Bafouant la parole donnée, alors que la manifestation était autorisée et que les quais devaient être ouverts aux manifestants en défense de l'hôpital de Carhaix, les gardes mobiles de Sarkozy,
sans sommation, ont agressé par des lacrymogènes et des tirs tendus la foule qui écoutait le compte-rendu des élus sortant de la préfecture.
Non content de fermer les maternités la politique du gouvernement s'en prend aussi aux enfants en leur envoyant des grenades aux fumées particulièrement nocives...
La violence est sociale et politique quand elle ferme les hôpitaux. Elle est toujours aussi brutale quand elle empêche les salariés, les usagers, les élus, les citoyens de protester pacifiquement
et de faire usage du droit constitutionnel de manifestation.

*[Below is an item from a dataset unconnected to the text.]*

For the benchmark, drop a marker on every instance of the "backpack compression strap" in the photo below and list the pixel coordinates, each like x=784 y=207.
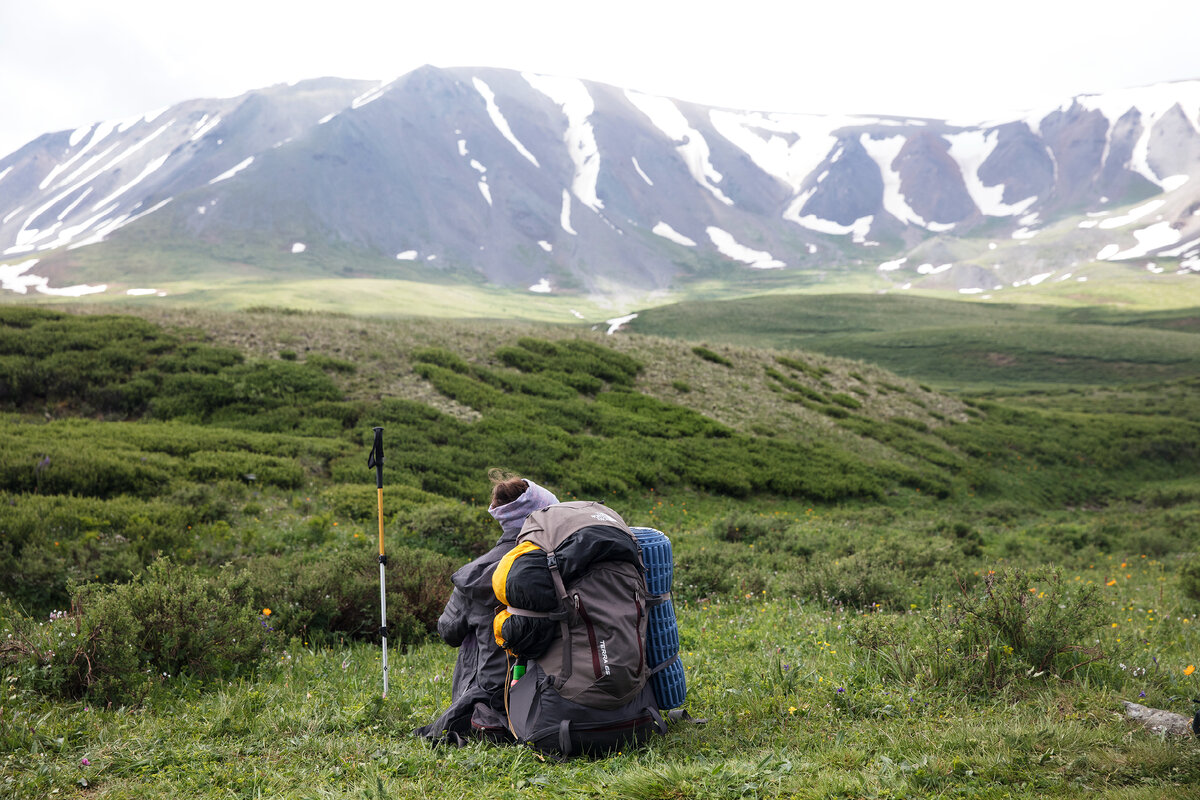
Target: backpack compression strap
x=564 y=608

Toute la journée les gardes mobiles et leurs officiers ont systématiquement provoqué les manifestants en assiégeant le centre-ville, en les encerclant, en frappant sans discernement les élus et
les simples citoyens.
Plusieurs manifestants ont subit de graves brûlures dont un responsable du syndicat
Solidaires conduit en urgence à l'hôpital. Un jeune homme a eu les doigts arrachés par une grenade...
Les autorités préfectorales ont failli à leurs missions. Elles sont entièrement responsables des violences et
blessures infligées. Le représentant de l'état doit présenter sa démission.
Notre détermination, quant à nous reste intacte, jusqu'à la victoire c'est à dire le maintien de la maternité et de la chirurgie à Carhaix.